Mais Fundões e Feijões para darmos basta em tragédias? por Léo Heller

Ricardo-Stuckert/ Fotos Públicas

Minas Gerais é o estado com o maior número de barragens no país, as quais são portadoras da ambiguidade própria do desenvolvimento: o pêndulo benefícios-riscos. As duas tragédias mais recentes revelam que o pêndulo tem sido excessivamente deslocado para o extremo dos discutíveis “benefícios”, favorecendo interesses particularistas, equilíbrio do caixa público, financiamento de campanhas eleitorais ou a corrupção em seu estado mais bruto. E os riscos? Estes ficam subsumidos à ideia de que tudo justifica os propalados benefícios.

O crime de Fundão decorreu dessa lógica. E o ainda mais dramático crime de Feijão também, e de forma mais imperdoável.

Barragens rompem pela ação de fatores físicos. Mas esses fatores, que são mobilizados pela engenharia para garantir sua estabilidade, jogam em sentido oposto quando as estruturas são vítimas da negligência, da omissão e da irresponsabilidade dos que têm poder de decisão.

Os relatores das Nações Unidas para os direitos humanos apresentaram várias advertências ao governo brasileiro e às empresas envolvidas desde o rompimento de Fundão em 2015, reiterando que os direitos humanos das vítimas estavam sendo negligenciados. Fundão desvenda que o tempo é aliado dos violadores de direitos humanos e que mecanismos preventivos disponíveis – classificação de riscos, licenciamento ambiental, fiscalização – têm sido abstrações sem efetividade. Com a inaceitável tragédia em Brumadinho, vê-se que as lições não foram aprendidas e a lógica perversa permanece.

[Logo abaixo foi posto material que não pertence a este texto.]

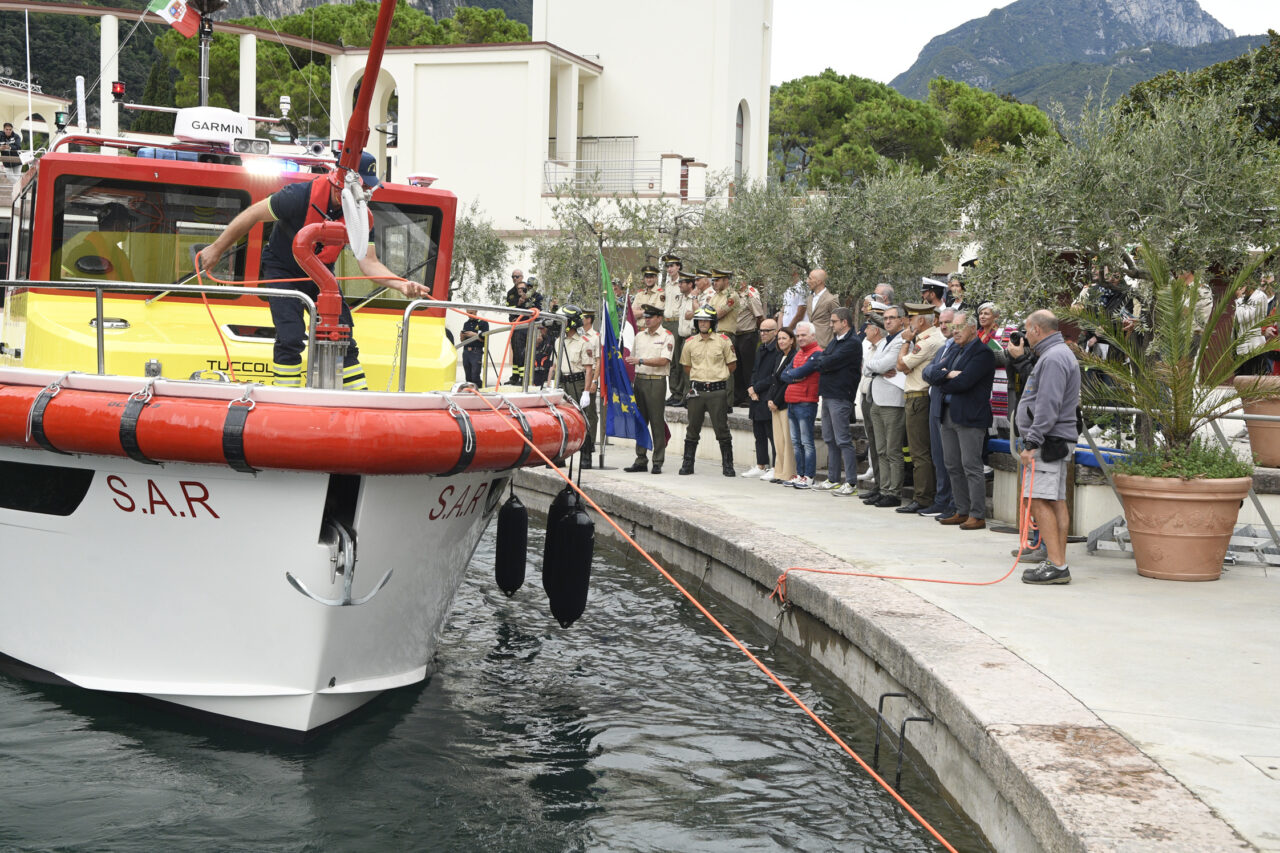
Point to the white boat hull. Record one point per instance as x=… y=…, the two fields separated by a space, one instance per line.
x=170 y=582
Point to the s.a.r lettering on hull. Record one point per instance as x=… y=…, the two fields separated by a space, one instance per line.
x=151 y=500
x=452 y=503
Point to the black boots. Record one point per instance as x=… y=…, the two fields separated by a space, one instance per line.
x=688 y=465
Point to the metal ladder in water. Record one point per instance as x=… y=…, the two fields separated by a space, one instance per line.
x=901 y=734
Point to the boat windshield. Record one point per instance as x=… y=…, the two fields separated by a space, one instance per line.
x=405 y=238
x=124 y=231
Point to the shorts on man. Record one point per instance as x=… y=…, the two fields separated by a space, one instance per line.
x=1047 y=480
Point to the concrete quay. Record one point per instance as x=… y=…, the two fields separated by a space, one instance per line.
x=1112 y=714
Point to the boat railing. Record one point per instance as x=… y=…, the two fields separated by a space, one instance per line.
x=530 y=346
x=142 y=287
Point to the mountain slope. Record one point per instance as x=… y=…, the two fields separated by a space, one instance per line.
x=1033 y=33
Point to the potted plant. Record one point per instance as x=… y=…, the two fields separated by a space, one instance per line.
x=1182 y=493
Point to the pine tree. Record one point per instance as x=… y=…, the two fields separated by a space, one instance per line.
x=159 y=92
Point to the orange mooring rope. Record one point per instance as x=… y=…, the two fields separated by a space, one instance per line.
x=1024 y=514
x=734 y=639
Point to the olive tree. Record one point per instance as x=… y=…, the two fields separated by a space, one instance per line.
x=885 y=227
x=1187 y=177
x=479 y=258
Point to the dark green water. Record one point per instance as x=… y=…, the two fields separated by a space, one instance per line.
x=638 y=729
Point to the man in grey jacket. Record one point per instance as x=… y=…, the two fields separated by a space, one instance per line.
x=1046 y=420
x=887 y=413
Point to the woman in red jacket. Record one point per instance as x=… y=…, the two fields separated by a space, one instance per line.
x=803 y=407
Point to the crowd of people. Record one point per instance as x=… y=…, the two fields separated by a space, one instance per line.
x=931 y=381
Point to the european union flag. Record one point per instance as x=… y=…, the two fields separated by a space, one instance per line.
x=621 y=416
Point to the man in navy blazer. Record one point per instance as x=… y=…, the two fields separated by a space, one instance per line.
x=964 y=375
x=944 y=502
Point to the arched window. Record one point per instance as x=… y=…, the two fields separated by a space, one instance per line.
x=740 y=142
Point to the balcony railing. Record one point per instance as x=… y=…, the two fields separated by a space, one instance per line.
x=604 y=176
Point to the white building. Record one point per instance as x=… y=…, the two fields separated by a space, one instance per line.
x=648 y=96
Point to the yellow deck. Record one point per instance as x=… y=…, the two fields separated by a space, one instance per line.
x=55 y=332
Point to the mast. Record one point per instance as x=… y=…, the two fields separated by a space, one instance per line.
x=206 y=8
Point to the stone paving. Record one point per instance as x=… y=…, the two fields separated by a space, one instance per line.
x=1189 y=674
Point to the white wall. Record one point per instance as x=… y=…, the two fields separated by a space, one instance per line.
x=675 y=71
x=673 y=74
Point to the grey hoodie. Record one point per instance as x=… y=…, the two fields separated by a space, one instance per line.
x=1052 y=393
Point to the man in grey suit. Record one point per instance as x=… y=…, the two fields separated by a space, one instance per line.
x=822 y=302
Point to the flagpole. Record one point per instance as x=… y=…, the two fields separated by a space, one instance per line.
x=600 y=410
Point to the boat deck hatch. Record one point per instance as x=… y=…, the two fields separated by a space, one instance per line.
x=48 y=489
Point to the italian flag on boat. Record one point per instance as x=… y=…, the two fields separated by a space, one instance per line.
x=178 y=14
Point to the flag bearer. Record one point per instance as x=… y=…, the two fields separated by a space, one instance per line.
x=708 y=357
x=575 y=372
x=652 y=356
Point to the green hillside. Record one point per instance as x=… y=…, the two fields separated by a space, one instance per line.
x=1072 y=83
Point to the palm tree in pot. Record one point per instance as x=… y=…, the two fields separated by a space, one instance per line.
x=1182 y=491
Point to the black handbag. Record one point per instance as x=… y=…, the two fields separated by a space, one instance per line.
x=1055 y=448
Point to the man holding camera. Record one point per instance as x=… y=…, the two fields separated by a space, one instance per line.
x=10 y=145
x=522 y=295
x=1046 y=420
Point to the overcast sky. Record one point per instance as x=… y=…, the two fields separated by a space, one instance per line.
x=880 y=39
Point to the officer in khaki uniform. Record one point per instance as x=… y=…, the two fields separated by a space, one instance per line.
x=684 y=302
x=725 y=301
x=576 y=373
x=709 y=359
x=650 y=354
x=652 y=292
x=920 y=343
x=673 y=313
x=746 y=341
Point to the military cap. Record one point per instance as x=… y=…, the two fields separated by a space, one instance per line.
x=933 y=284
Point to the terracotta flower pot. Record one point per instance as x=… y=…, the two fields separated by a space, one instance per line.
x=1180 y=529
x=1264 y=436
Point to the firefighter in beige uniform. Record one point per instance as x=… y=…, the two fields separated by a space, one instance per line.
x=652 y=292
x=709 y=359
x=673 y=313
x=576 y=373
x=746 y=324
x=650 y=354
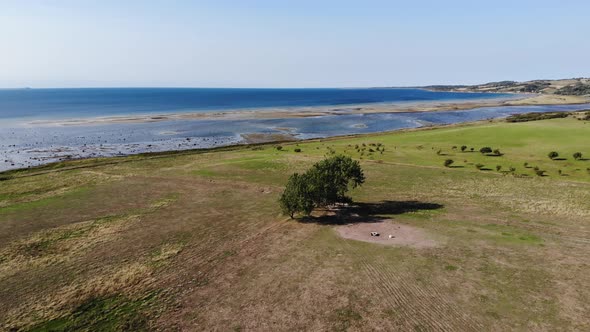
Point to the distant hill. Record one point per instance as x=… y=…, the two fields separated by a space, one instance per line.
x=572 y=87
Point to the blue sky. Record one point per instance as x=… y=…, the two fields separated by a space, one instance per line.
x=259 y=43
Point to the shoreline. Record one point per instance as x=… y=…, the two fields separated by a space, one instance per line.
x=249 y=141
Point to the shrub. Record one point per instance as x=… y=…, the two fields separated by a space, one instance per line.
x=485 y=149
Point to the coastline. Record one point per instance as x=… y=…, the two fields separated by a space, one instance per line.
x=254 y=141
x=316 y=111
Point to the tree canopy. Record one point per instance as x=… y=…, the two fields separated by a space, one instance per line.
x=325 y=183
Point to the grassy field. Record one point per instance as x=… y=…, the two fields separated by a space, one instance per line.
x=196 y=241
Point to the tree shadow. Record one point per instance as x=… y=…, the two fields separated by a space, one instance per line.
x=368 y=212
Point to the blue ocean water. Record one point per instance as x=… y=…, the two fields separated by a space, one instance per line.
x=82 y=103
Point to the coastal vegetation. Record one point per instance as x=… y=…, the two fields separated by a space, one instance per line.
x=195 y=240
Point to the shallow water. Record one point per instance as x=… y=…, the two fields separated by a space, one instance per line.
x=22 y=146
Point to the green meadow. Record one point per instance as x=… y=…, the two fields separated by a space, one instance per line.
x=195 y=240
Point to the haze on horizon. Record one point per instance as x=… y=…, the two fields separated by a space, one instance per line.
x=265 y=43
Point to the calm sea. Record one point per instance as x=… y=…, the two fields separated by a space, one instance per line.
x=81 y=103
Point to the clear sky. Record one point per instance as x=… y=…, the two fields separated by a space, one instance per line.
x=296 y=43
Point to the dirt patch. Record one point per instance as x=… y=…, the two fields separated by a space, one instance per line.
x=401 y=235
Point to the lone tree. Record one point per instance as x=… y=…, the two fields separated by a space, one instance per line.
x=295 y=198
x=485 y=149
x=324 y=184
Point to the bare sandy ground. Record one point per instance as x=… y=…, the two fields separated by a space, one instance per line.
x=402 y=235
x=301 y=112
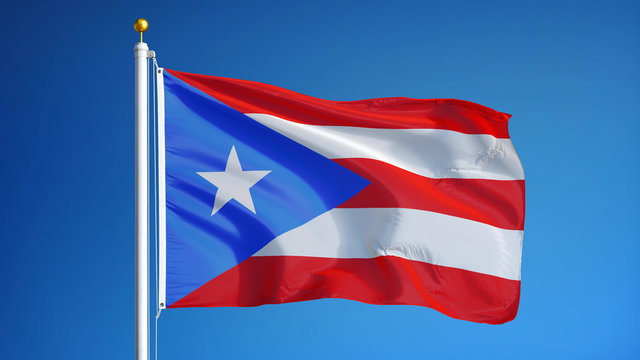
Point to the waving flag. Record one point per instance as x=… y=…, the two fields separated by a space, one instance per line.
x=274 y=197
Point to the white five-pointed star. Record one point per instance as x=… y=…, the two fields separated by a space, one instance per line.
x=233 y=183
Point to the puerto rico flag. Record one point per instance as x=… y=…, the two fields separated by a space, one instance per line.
x=268 y=196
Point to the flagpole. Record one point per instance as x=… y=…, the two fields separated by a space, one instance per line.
x=141 y=51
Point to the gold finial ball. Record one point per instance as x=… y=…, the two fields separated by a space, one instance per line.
x=141 y=25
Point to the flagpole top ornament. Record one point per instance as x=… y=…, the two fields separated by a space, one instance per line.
x=141 y=25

O momento atual é grave e os esforços imediatos requeridos são de identificação das vítimas, apoio a seus familiares e prevenção de novos efeitos. Mas também é tempo de exigir que autoridades tratem esta tragédia a partir do marco dos direitos humanos. De dizer à Vale e demais mineradoras que sua prioridade agora é uma séria avaliação dos riscos de seus empreendimentos: lucros já foram extraídos excessivamente e têm gerado crimes. De exigir uma moratória no licenciamento de barragens, até que seus critérios sejam revistos…

Aos governos Bolsonaro e Zema cabem condoídas desculpas, por terem cogitado relaxar a política ambiental, visando “agilizar o progresso”… para poucos.

*Léo Heller é pesquisador do Instituto René Rachou (IRR/Fiocruz), associado Abrasco e relator especial das Nações Unidas para os Direitos Humanos à Água e ao Esgotamento Sanitário – Texto originalmente publicado no jornal Estado de Minas (28/01/2019).